Keyboard shortcuts

Press or to navigate between chapters

Press S or / to search in the book

Press ? to show this help

Press Esc to hide this help

Network Faults

TCP, Not Packets

Moonpool simulates network faults at the TCP connection level, not the individual packet level. This is a deliberate design choice, inherited from FoundationDB. In practice, distributed systems rarely deal with individual packets. They deal with connections: connections that drop, connections that stall, connections that report success on one side and failure on the other. These are the faults that matter for application correctness.

Packet-level simulation (what TigerBeetle does) is useful for testing network stacks themselves. But for application-level distributed systems, connection-level faults exercise the code paths that actually fail in production: reconnection logic, request retries, leader election on disconnect, and state reconciliation after a partition.

The Fault Catalog

Moonpool’s ChaosConfiguration controls a wide range of network faults. Each fault is independently configurable and randomized per seed when using NetworkConfiguration::random_for_seed().

Latency Injection

Every network operation (bind, accept, connect, read, write) has a configurable latency range. The simulator picks a random duration from the range for each operation. This models the basic reality that network operations take time, and that time varies.

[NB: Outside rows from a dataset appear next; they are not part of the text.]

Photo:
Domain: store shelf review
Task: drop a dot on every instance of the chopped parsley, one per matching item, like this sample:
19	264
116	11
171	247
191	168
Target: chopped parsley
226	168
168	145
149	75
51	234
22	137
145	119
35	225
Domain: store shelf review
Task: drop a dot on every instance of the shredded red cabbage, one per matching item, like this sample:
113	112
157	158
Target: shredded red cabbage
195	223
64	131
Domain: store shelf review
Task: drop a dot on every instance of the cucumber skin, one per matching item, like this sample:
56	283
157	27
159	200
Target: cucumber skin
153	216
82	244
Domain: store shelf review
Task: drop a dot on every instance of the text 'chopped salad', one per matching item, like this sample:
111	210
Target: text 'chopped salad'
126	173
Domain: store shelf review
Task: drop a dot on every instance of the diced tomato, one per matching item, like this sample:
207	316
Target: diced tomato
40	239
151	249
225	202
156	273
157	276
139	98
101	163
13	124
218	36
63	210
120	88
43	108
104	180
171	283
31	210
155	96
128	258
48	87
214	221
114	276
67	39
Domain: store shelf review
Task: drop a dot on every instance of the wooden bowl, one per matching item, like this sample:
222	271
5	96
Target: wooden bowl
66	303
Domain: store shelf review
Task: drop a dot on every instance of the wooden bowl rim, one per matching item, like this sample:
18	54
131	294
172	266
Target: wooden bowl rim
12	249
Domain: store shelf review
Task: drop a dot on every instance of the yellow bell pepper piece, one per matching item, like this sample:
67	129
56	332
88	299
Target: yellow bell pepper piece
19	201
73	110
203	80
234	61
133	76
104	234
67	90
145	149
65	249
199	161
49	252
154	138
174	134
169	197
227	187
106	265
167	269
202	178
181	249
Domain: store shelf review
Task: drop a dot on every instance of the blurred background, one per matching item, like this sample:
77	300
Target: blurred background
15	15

For tail latency testing, moonpool supports bimodal latency distribution, following FoundationDB’s halfLatency() pattern. In bimodal mode, 99.9% of operations use normal latency, but 0.1% experience latencies multiplied by 5x to 20x. This is how real networks behave: most requests are fast, but a small fraction hit GC pauses, cross-datacenter hops, or congestion.

Re-sampling latency per operation has a blind spot: no single connection ever stays slow. Real clusters break differently. One machine sits behind a degraded switch port and every message to it lags, run after run, while the rest of the fleet is healthy. That stably-slow peer is exactly what stalls a quorum or reorders a consensus round, and uniform per-operation jitter never produces it. So moonpool borrows FoundationDB’s SimClogging trick: set max_pair_latency to a range and each ordered IP pair draws one fixed latency at first contact, then carries it for the whole run. Off by default (ZERO..ZERO), it adds nothing. Turn it on and some pairs are permanently sluggish while others are quick, which is how you find the bug where the slow replica is the one holding the lease.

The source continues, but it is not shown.